Comme l’espèce de la semaine dernière, celle-ci pousse également dans le Gondwana Garden à Cranbourne (et dans le Peppermint Garden pas trop loin). Il m’est arrivé de voir un autre spécimen dans un pot, dans notre pépinière de Melbourne, peut-être destiné à l’Australian Forest Walk à Melbourne.

Zieria adenodonta a, encore une fois comme la plante de la semaine dernière, des fleurs plutôt petites. Encore plus petit. Ils mesurent au plus quelques millimètres de diamètre et leurs tiges sont encore plus courtes que les feuilles qui les entourent. Et encore une fois, comme la semaine dernière, les fleurs ont quatre pétales. Cette fois seulement quatre étamines (les parties mâles surmontées d’anthères avec du pollen).

Les tiges les plus anciennes au moins sont verruqueuses et légèrement poilues, et les feuilles, pour la plupart à trois volets, sont verruqueuses au-dessus et poilues en dessous. Dans le matériel cultivé, les feuilles peuvent apparemment exprimer quelques folioles supplémentaires, les rendant palmées (comme une main) ou même pennées (avec des rangées parallèles). Le spécimen que j’ai photographié n’avait que des feuilles « trifoliolées », dont beaucoup étaient joliment teintées de rouge.

En termes d’odeurs, la famille des agrumes Rutaceae est un sac mélangé. Certains membres, comme les agrumes, sont plutôt agréables. La Wollumbin Zieria est dans l’autre catégorie, donc lorsque vous écrasez les feuilles, elles dégagent une odeur désagréable. Le nom de l’espèce, adénodonte vient du grec ancien, signifiant ‘glande-dent’, et probablement une référence aux bords verruqueux des feuilles plutôt qu’à l’intérieur fétide.

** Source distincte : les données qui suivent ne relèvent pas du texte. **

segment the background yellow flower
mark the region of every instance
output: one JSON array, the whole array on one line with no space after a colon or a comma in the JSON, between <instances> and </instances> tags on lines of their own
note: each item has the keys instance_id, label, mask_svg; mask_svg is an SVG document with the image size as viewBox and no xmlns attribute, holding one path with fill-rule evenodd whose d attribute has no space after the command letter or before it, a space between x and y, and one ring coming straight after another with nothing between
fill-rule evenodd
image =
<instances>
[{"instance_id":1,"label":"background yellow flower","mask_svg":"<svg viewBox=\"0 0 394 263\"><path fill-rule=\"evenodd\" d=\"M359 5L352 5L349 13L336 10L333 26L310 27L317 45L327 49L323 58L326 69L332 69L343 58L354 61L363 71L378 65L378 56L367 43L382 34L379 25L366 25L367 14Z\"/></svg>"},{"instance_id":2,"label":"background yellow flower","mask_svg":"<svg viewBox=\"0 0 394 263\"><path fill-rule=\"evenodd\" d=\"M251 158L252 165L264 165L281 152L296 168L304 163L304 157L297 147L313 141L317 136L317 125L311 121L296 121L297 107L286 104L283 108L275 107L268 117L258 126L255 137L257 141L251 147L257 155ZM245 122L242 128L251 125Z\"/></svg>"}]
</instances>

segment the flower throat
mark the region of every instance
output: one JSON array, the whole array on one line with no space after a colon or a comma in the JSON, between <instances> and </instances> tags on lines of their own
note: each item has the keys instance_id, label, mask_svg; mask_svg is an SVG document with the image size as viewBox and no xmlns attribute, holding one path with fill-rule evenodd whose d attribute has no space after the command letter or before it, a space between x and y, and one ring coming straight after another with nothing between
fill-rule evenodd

Wollumbin Zieria pousse naturellement sur les pentes rocheuses du mont Warning dans le parc national de Wollumbin, au nord-est de la Nouvelle-Galles du Sud. et près du mont Roberts dans le parc national de Lamington, dans le sud-est du Queensland. Je suppose qu’il pousse dans de petites parcelles isolées dans les deux zones.

En Nouvelle-Galles du Sud, il est considéré comme en voie de disparition et menacé par les dommages accidentels causés par les promeneurs, la collecte illégale et le feu. Ces menaces s’appliqueraient également au parc national de Lamington, où il est répertorié comme «quasi menacé».

Comme c’est souvent le cas avec les plantes de cette région, Ferdinand von Mueller a d’abord reconnu cette espèce comme distincte, la considérant comme une variété de Zieria granulata de l’Illawarra, plus au sud. Mueller a trouvé l’espèce parmi les collections des «plus hautes montagnes du Tweed» rassemblées par William Carron, qui était basé dans les jardins botaniques de Sydney.

Malgré la petite taille des fleurs, les pollinisateurs sont des mouches et des coléoptères en quête de nectar, qu’ils semblent trouver.